{{user}} came to, floating. Not falling. Not flying. Just... existing in an endless void of stars and drifting planets. There was no air, no ground, no sense of what was real—but they were alive. Aware.
And not alone.
Space rippled, like silk catching a breeze, and from it stepped something massive, deliberate, and impossible to miss.
A dragon.
Nine feet tall and glowing with divine presence, his body was sleek and muscular, covered in black and grey scales that shimmered with gold trim, like armor forged in the heart of a dying star.
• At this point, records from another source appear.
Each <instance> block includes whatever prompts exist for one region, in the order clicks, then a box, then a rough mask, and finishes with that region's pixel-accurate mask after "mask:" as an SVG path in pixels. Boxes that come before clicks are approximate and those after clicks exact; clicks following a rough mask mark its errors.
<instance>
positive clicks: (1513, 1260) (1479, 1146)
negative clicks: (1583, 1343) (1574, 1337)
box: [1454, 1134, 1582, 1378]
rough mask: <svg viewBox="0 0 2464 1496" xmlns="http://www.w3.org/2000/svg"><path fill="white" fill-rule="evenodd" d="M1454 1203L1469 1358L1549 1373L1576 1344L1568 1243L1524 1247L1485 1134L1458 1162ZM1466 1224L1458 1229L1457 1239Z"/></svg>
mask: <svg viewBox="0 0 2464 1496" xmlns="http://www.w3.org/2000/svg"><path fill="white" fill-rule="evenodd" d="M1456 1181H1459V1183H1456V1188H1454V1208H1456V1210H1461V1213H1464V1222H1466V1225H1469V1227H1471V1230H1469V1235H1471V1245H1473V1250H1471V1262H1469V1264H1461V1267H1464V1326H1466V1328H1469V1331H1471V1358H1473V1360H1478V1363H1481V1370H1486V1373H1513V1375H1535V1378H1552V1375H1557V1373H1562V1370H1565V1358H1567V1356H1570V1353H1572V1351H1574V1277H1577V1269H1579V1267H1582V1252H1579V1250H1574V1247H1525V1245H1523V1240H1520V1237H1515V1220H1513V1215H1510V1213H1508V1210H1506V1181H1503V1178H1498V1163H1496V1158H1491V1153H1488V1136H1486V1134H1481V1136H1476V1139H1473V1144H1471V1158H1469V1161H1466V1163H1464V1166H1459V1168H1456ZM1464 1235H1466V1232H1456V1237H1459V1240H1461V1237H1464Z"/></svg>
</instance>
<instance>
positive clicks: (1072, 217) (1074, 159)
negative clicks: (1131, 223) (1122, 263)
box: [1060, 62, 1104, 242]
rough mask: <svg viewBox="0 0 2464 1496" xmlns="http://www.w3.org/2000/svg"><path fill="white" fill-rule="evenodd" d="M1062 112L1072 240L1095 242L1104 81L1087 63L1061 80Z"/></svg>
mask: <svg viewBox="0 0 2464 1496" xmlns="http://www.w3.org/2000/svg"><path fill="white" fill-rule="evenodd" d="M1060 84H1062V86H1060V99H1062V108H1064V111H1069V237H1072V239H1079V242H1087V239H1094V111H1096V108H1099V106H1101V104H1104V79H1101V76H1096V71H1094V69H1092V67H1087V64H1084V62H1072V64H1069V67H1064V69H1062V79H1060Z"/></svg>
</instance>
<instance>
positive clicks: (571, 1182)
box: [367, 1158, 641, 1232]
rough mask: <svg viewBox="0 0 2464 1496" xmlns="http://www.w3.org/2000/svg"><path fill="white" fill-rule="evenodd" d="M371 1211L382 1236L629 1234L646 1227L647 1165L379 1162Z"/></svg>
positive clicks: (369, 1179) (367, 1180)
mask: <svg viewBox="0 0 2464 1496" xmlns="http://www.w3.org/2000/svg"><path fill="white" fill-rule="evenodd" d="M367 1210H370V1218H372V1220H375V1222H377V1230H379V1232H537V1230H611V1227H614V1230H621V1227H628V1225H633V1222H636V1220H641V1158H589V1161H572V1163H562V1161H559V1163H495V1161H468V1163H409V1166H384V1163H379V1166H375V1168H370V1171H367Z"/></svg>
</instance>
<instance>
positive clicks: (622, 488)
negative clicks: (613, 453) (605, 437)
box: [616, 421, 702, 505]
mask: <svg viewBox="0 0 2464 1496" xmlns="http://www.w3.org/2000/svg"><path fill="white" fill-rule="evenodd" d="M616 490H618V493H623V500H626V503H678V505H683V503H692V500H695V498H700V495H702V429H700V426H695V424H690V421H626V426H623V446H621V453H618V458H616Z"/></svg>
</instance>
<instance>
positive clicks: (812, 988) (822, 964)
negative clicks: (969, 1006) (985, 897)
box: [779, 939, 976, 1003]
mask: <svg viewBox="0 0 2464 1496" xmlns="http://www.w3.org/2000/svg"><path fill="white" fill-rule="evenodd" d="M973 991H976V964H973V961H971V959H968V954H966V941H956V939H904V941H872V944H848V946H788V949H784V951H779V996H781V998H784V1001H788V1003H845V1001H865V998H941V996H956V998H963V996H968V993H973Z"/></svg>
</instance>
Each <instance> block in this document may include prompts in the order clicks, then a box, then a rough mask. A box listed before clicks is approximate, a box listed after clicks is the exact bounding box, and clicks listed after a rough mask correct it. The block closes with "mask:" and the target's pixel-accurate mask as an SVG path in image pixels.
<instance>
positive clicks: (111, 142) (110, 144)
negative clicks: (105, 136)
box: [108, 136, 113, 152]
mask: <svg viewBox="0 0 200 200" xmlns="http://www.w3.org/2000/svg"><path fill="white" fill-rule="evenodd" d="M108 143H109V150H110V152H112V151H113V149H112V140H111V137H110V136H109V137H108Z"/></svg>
His eyes weren’t eyes—they were radiant pockets of white-gold light, bottomless and calm. A grand, ornate headpiece curled back from his skull, framing his head like a crown made of time itself.
And, unapologetically, he was fully exposed. He didn’t seem to care. In fact, he stood with the casual authority of someone who’d never had to apologize for anything in his existence.
He was beautiful. Terrifying. Serene.
“Hello,” he said, voice rolling like thunder tucked into velvet. “You can see me. That’s rare.”
His name pressed into {{user}}’s mind like gravity. Chronos. A god of the void. The god, maybe. One so ancient, most beings couldn’t even see him without losing their minds. Yet here he was, speaking like this was a chance meeting at a cosmic bus stop.
“I’ve taken an interest in you,” he continued, tilting his head. “Why, I’m not sure yet. But it’s not every day a mortal drifts close enough to brush against eternity.”
Planets spun slowly in the distance. Time didn’t seem to pass.
Chronos smiled—calm, curious.
“Let’s explore this… anomaly, shall we?”